Japan verhängt landesweiten Notstand

dpa Tokio. Bislang galt eine starke Einschränkung des öffentlichen Lebens nur im Großraum Tokio und einigen Provinzen. Angesichts steigender Infektionszahlen weitet Ministerpräsident Shinzo Abe den Notstand auf das gesamte Land aus.

Japan verhängt landesweiten Notstand

Japans Ministerpräsident Shinzo Abe hat den Notstand auf alle Provinzen des Landes ausgeweitet. Foto: Uncredited/Kyodo News/AP/dpa

Japan hat wegen steigender Coronavirus-Fälle den Notstand auf das ganze Land ausgeweitet. Das entschied Ministerpräsident Shinzo Abe am Donnerstag.

Er hatte diesen kürzlich zunächst nur für den besonders betroffenen Großraum Tokio und einzelne andere Provinzen bis zum 6. Mai verhängt und die Bürger aufgerufen, möglichst zu Hause zu bleiben.

Harte Ausgangssperren wie in Europa bedeutet der Notstand in Japan aber nicht. Japanische Ärzte warnten angesichts der staatlichen Restriktion von Coronavirus-Tests vor einem Zusammenbruch des Gesundheitssystems. Wie japanische Medien berichteten, forderten Krankenhäuser in der Stadt Kyoto in einer gemeinsamen Erklärung den Staat auf, Coronatests mit öffentlichen Mitteln auch für Patienten zuzulassen, die keine Symptome aufzeigen.

Bislang würden in Japan nur Coronatests bei Patienten von der Versicherung bezahlt, die Symptome wie Fieber haben, hieß es.

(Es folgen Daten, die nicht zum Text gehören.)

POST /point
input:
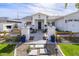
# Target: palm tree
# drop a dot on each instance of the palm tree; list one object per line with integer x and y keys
{"x": 76, "y": 5}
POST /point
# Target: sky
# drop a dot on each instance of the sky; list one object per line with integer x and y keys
{"x": 26, "y": 9}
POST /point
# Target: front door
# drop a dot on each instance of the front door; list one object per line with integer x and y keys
{"x": 39, "y": 25}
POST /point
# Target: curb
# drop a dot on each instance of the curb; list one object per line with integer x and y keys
{"x": 60, "y": 50}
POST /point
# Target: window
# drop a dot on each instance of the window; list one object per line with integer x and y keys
{"x": 8, "y": 27}
{"x": 65, "y": 21}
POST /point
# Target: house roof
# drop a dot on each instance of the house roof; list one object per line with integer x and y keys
{"x": 6, "y": 19}
{"x": 67, "y": 15}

Als Folge dieser Politik könnten sich Ärzte und Krankenschwestern bei Operationen oder Geburten infizieren, wenn symptomlose Patienten das Virus in sich tragen. Bei vielen Menschen führt eine Infektion mit Sars-CoV-2 zu keinen oder zumindest nur sehr milden Symptomen.

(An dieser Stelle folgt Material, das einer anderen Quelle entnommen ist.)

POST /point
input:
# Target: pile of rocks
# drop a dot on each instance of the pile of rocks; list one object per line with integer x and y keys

Noch immer werden in der drittgrößten Volkswirtschaft der Welt viel weniger Tests durchgeführt als in anderen Ländern. Zwar habe Ministerpräsident Abe am 7. April erklärt, dass sich der Staat bemühen werde, die Test-Kapazitäten auf täglich bis zu 20.000 zu erhöhen. In der Realität würden jedoch höchstens rund 7800 Tests am Tag durchgeführt, hatte die Tageszeitung „Asahi Shimbun“ berichtet.

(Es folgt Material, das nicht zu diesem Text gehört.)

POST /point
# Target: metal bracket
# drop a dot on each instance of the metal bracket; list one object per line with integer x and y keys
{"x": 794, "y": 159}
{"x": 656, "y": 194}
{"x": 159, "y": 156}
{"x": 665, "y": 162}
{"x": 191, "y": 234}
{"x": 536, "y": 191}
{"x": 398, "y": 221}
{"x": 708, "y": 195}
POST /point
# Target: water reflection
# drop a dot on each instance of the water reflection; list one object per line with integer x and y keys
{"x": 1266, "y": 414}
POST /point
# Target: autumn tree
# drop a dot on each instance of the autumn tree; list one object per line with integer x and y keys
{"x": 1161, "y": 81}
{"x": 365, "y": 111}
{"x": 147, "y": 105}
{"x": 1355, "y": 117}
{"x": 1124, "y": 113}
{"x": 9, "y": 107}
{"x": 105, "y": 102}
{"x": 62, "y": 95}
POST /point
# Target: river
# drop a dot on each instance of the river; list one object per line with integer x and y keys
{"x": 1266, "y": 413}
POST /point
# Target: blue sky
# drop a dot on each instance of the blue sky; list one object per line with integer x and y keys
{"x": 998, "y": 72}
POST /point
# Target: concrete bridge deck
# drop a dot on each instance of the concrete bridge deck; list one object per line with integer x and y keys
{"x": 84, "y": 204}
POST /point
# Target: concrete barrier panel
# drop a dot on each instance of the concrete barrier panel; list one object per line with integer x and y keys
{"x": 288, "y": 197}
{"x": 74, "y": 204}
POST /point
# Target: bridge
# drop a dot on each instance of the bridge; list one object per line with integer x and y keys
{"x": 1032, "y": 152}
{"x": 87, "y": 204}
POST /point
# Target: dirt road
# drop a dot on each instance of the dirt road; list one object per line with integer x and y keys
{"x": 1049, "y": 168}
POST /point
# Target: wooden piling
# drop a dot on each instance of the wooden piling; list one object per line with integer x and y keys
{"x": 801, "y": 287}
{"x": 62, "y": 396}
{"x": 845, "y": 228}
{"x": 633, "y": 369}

Dies liege unter anderem an veralteter Ausrüstung und einem Mangel an staatlichen Einrichtungen sowie Fachleuten für solche Tests. Vor diesem Hintergrund gingen einzelne lokale Behörden nun dazu über, privaten Einrichtungen zu erlauben, solche Tests durchzuführen. Am Donnerstag stieg die Zahl bestätigter Infektionen mit dem Erreger in Japan laut örtlichen Medienberichten auf mehr als 9400 Fälle, mehr als 200 Tote seien schon zu beklagen.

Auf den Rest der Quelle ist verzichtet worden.